The Rudder Grangers Abroad and Other Stories by Frank Richard Stockton
page 13 of 183 (07%)

"Good bye!" shouted the father, a genial man. "Let us know if you want
any more groceries, and we'll send them to you."

For six days from our time of starting we sailed down the Indian River.
Sometimes the banks were miles apart, and sometimes they were very near
each other; sometimes we would come upon a solitary house, or little
cluster of dwellings; and then there would be many, many miles of
wooded shore before another human habitation was to be seen. Inland, to
the west, stretched a vast expanse of lonely forest where panthers,
bears, and wild-cats prowled. To the east lay a long strip of land,
through whose tall palmettoes came the roar of the great ocean.
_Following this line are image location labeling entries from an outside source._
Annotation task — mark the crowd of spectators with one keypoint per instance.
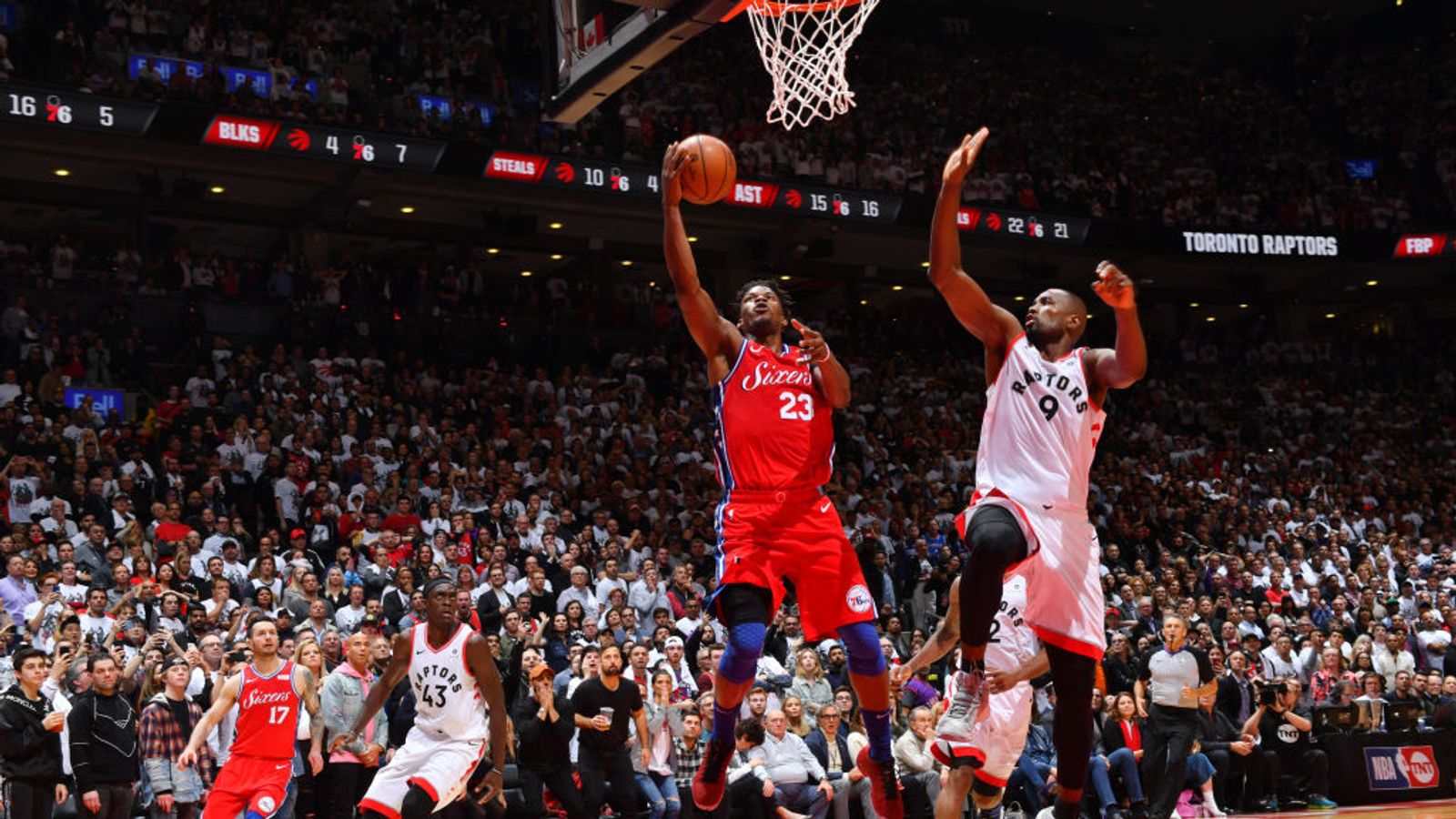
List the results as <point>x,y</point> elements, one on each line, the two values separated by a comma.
<point>1293,499</point>
<point>1220,142</point>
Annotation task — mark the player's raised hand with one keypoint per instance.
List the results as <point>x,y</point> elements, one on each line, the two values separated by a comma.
<point>963,157</point>
<point>673,162</point>
<point>813,349</point>
<point>1113,286</point>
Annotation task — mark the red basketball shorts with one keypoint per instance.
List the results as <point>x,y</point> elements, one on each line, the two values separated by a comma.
<point>248,784</point>
<point>766,537</point>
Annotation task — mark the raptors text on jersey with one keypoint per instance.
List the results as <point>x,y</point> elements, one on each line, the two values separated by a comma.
<point>1040,431</point>
<point>267,714</point>
<point>775,428</point>
<point>448,702</point>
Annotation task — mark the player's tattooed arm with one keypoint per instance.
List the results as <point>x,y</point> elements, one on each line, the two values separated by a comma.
<point>946,636</point>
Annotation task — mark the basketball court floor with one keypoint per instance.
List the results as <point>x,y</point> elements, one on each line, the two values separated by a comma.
<point>1434,809</point>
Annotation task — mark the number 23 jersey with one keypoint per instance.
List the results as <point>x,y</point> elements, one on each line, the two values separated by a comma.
<point>775,428</point>
<point>448,702</point>
<point>1040,430</point>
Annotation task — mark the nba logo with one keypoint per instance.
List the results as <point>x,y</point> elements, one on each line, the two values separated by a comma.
<point>1402,768</point>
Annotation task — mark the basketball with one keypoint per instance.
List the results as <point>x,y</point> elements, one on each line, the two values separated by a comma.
<point>710,171</point>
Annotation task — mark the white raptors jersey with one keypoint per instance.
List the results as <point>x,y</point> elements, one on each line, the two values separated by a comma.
<point>1040,431</point>
<point>448,702</point>
<point>1012,643</point>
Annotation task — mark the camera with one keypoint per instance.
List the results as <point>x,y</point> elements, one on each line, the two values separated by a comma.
<point>1270,693</point>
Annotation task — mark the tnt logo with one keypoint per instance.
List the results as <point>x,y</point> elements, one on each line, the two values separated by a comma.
<point>858,599</point>
<point>1402,768</point>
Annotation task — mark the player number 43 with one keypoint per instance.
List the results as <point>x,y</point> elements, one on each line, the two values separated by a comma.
<point>797,407</point>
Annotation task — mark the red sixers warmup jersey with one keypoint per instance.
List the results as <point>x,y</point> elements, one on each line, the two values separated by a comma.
<point>267,714</point>
<point>775,429</point>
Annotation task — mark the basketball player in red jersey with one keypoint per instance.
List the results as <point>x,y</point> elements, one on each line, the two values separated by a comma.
<point>775,445</point>
<point>259,765</point>
<point>1043,420</point>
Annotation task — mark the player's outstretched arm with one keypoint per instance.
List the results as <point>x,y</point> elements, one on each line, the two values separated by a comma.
<point>398,668</point>
<point>222,703</point>
<point>946,636</point>
<point>713,334</point>
<point>1127,363</point>
<point>976,312</point>
<point>488,680</point>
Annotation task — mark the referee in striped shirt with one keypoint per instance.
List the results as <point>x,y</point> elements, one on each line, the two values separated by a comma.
<point>1172,678</point>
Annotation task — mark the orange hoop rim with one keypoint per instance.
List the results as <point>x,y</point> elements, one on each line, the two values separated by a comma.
<point>776,9</point>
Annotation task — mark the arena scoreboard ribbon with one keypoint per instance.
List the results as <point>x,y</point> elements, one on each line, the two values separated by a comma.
<point>1024,225</point>
<point>641,181</point>
<point>72,109</point>
<point>322,142</point>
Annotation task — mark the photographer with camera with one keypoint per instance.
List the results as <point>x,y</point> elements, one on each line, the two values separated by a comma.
<point>1285,742</point>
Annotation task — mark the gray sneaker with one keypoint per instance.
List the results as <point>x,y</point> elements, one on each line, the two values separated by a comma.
<point>966,709</point>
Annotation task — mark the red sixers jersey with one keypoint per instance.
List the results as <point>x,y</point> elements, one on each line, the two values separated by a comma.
<point>267,714</point>
<point>775,428</point>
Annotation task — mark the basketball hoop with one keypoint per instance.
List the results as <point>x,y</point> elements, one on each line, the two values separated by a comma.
<point>804,47</point>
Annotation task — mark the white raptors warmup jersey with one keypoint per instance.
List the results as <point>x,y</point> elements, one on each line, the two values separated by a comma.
<point>1040,431</point>
<point>448,702</point>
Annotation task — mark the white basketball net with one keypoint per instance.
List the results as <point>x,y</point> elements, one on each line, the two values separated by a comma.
<point>804,47</point>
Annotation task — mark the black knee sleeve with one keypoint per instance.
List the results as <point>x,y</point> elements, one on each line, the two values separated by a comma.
<point>996,542</point>
<point>419,804</point>
<point>740,602</point>
<point>1074,676</point>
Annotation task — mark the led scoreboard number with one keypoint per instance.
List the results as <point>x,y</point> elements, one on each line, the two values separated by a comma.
<point>1023,225</point>
<point>319,142</point>
<point>641,181</point>
<point>75,109</point>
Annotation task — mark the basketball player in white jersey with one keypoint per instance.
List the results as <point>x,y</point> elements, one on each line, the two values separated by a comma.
<point>1043,420</point>
<point>458,702</point>
<point>1012,658</point>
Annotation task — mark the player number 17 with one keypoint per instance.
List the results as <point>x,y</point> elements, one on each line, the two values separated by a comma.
<point>797,407</point>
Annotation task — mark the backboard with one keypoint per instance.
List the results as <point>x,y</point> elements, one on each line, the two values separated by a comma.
<point>599,46</point>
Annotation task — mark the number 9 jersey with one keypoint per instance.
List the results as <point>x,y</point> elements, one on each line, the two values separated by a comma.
<point>775,428</point>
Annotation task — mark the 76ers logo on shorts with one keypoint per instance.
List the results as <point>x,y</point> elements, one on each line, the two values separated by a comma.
<point>1402,768</point>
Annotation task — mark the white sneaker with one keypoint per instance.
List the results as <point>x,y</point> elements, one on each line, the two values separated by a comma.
<point>966,709</point>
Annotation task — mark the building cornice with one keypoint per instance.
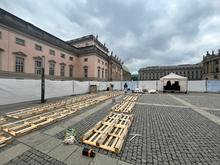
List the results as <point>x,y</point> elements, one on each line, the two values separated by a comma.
<point>10,20</point>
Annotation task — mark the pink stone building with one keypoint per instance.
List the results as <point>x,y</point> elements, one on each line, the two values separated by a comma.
<point>22,46</point>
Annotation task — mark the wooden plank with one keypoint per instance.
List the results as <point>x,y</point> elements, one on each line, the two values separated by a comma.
<point>110,138</point>
<point>4,139</point>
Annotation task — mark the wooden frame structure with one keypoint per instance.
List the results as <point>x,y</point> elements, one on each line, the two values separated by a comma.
<point>109,134</point>
<point>124,107</point>
<point>26,125</point>
<point>4,139</point>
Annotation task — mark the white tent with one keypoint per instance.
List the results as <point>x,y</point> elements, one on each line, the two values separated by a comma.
<point>173,79</point>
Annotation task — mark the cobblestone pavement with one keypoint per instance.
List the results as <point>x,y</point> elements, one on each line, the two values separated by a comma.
<point>202,99</point>
<point>87,123</point>
<point>158,99</point>
<point>34,157</point>
<point>168,136</point>
<point>216,113</point>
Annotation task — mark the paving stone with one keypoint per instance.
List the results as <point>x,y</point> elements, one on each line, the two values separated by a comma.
<point>102,159</point>
<point>76,158</point>
<point>35,140</point>
<point>54,130</point>
<point>12,152</point>
<point>62,151</point>
<point>122,163</point>
<point>48,145</point>
<point>210,100</point>
<point>36,158</point>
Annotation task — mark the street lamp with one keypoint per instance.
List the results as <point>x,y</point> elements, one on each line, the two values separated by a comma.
<point>42,79</point>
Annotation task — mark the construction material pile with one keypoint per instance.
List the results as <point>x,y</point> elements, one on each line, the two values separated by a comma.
<point>109,133</point>
<point>36,117</point>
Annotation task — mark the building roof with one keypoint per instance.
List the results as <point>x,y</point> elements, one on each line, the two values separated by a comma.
<point>9,20</point>
<point>173,76</point>
<point>92,49</point>
<point>125,68</point>
<point>88,38</point>
<point>182,66</point>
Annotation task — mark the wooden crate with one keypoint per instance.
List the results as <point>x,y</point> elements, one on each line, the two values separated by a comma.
<point>109,134</point>
<point>4,139</point>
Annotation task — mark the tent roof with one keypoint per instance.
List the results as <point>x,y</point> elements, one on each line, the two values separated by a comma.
<point>173,76</point>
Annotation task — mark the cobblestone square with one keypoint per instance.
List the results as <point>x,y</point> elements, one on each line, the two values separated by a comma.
<point>169,132</point>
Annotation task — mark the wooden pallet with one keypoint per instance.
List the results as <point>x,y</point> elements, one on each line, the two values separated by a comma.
<point>28,112</point>
<point>124,107</point>
<point>109,134</point>
<point>4,139</point>
<point>29,124</point>
<point>2,120</point>
<point>132,97</point>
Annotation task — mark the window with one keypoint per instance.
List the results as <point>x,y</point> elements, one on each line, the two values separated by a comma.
<point>102,73</point>
<point>38,67</point>
<point>62,55</point>
<point>20,41</point>
<point>71,58</point>
<point>19,64</point>
<point>62,70</point>
<point>38,47</point>
<point>106,74</point>
<point>85,72</point>
<point>0,60</point>
<point>52,52</point>
<point>51,68</point>
<point>70,71</point>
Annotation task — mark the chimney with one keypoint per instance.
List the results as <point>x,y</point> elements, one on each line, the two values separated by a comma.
<point>213,53</point>
<point>207,53</point>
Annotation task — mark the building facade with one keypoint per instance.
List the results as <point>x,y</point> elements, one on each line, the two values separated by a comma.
<point>22,46</point>
<point>192,71</point>
<point>211,66</point>
<point>126,74</point>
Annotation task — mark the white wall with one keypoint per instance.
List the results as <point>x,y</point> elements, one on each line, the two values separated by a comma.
<point>14,91</point>
<point>197,86</point>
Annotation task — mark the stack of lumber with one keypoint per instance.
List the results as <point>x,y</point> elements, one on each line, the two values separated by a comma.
<point>36,117</point>
<point>4,139</point>
<point>109,134</point>
<point>124,107</point>
<point>127,105</point>
<point>28,112</point>
<point>2,120</point>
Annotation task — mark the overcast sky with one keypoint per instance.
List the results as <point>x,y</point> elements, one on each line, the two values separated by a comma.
<point>141,32</point>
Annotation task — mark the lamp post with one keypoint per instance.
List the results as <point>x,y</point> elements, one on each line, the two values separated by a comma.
<point>42,79</point>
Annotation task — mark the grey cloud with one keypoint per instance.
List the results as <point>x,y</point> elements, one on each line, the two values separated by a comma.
<point>142,33</point>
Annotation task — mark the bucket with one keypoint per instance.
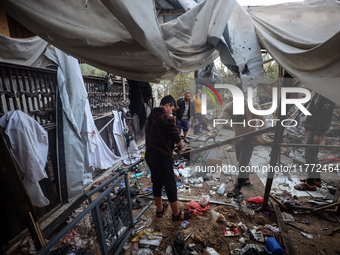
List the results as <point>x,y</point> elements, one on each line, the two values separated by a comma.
<point>274,247</point>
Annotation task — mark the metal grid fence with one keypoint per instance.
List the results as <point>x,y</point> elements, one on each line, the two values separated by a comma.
<point>102,227</point>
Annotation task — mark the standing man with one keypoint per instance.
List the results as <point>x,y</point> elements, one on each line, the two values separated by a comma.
<point>161,136</point>
<point>186,108</point>
<point>198,108</point>
<point>316,125</point>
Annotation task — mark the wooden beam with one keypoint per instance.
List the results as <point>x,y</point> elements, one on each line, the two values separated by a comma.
<point>330,147</point>
<point>326,206</point>
<point>4,28</point>
<point>228,141</point>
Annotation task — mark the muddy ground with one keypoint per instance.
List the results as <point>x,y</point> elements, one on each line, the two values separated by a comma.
<point>205,232</point>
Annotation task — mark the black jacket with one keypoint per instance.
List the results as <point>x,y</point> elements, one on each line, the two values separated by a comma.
<point>321,109</point>
<point>161,133</point>
<point>181,107</point>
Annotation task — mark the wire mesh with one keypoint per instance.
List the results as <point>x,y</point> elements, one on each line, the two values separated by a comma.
<point>102,227</point>
<point>81,239</point>
<point>115,215</point>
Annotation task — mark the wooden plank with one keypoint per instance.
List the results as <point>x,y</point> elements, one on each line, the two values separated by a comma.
<point>229,141</point>
<point>284,231</point>
<point>337,199</point>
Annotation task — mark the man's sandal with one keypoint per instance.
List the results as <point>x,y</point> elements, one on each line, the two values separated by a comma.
<point>305,186</point>
<point>317,183</point>
<point>178,217</point>
<point>247,182</point>
<point>161,213</point>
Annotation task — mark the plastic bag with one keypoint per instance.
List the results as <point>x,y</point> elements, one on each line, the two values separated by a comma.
<point>204,201</point>
<point>217,216</point>
<point>196,209</point>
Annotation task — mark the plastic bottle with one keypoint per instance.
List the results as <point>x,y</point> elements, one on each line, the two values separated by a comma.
<point>221,189</point>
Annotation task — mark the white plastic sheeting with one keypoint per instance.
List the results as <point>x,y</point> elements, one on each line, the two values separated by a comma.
<point>28,143</point>
<point>239,48</point>
<point>304,38</point>
<point>29,147</point>
<point>73,96</point>
<point>129,154</point>
<point>27,52</point>
<point>84,148</point>
<point>98,155</point>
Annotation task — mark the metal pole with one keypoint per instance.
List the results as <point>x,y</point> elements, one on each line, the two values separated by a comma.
<point>123,83</point>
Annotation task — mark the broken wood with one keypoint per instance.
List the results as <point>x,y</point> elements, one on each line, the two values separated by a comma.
<point>284,231</point>
<point>326,206</point>
<point>337,199</point>
<point>333,231</point>
<point>294,226</point>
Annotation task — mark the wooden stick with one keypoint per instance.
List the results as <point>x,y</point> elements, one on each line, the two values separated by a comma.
<point>326,206</point>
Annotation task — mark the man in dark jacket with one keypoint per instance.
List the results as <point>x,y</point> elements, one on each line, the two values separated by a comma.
<point>161,136</point>
<point>316,125</point>
<point>186,109</point>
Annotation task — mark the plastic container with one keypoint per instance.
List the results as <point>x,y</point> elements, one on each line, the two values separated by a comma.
<point>221,189</point>
<point>204,201</point>
<point>274,247</point>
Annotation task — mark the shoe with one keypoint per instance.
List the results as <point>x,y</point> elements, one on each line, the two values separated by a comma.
<point>247,182</point>
<point>161,213</point>
<point>317,183</point>
<point>178,217</point>
<point>305,187</point>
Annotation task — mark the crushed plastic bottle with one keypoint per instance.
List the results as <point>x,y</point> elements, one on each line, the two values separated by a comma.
<point>221,189</point>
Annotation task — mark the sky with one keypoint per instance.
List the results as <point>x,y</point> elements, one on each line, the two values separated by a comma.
<point>264,2</point>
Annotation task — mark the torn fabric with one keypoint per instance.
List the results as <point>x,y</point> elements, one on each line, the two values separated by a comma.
<point>304,38</point>
<point>28,143</point>
<point>123,36</point>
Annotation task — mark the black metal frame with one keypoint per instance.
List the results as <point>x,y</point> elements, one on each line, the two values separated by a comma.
<point>119,235</point>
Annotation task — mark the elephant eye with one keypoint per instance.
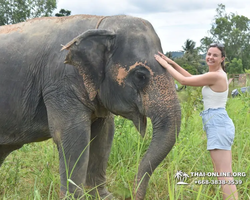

The
blue sky sparkled over us every day; now and then we met a little
solitary craft; countless water-fowl were scattered about on the
surface of the stream; a school of mullet was usually jumping into the
air; an alligator might sometimes be seen steadily swimming across the
river, with only his nose and back exposed; and nearly always, either
to the right or to the left, going north or going south, were seven
pelicans, slowly flopping through the air.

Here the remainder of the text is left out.